Yes I'm joking and referring to the FBI dropping charges when there is no criminal intent. I continue to forget to use "lol"

Back on subject and humor: this forum needs a special tribunal to adjudicate issues of intent: spot burning; stocked vs wild vs native; handling of trout for the camera.
 
RCFetter wrote:
ryansheehan wrote:
He said no damage to the opercular tissue, that the fish were beautiful, therefore intent is proven, judges say......... spot burner!!!!!!!! Trike I'm not sure you and I have ever spoken so I hope you know I'm joking you can never be sure when communicating over text.

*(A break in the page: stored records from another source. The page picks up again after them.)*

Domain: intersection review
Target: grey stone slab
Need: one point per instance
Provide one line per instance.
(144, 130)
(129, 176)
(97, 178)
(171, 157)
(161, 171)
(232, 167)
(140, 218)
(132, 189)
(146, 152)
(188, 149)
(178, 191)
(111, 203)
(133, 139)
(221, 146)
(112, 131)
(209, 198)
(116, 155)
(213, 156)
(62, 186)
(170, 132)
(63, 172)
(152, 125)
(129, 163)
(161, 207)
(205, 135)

Yes I'm joking and referring to the FBI dropping charges when there is no criminal intent. I continue to forget to use "lol"

Back on subject and humor: this forum needs a special tribunal to adjudicate issues of intent: spot burning; stocked vs wild vs native; handling of trout for the camera.

I like it!
 
Stocked. Likely holdover.

Aside from chunk, tail is abraded. Line between white and black on anal fin is bumpy, not straight. The damaged gill cover. Size is about right for a holdover stocked fish. And holdover explains the good color just fine.

Could be wrong, but that's just my opinion, and it's a tweener, there's identifiers that point to wild too. The location, though a holdover can be miles and miles from "home". The spot pattern is actually more typical of a native strain. And that black/white line on the anal isn't all that bad, worse than typical for wild but better than typical for stocked. So my call is with the caveat that it's not an open shut case either way.

At the very least, guessing he's been in the stream at least since fall, if not last spring.
 
Not sure on this one.
One indicator that suggests wild to me is the deep red color of the fins. Stocked STs typically have fins in the orange range. The beat up tail could be spawning.

Whatever the case, a very nice fish indeed.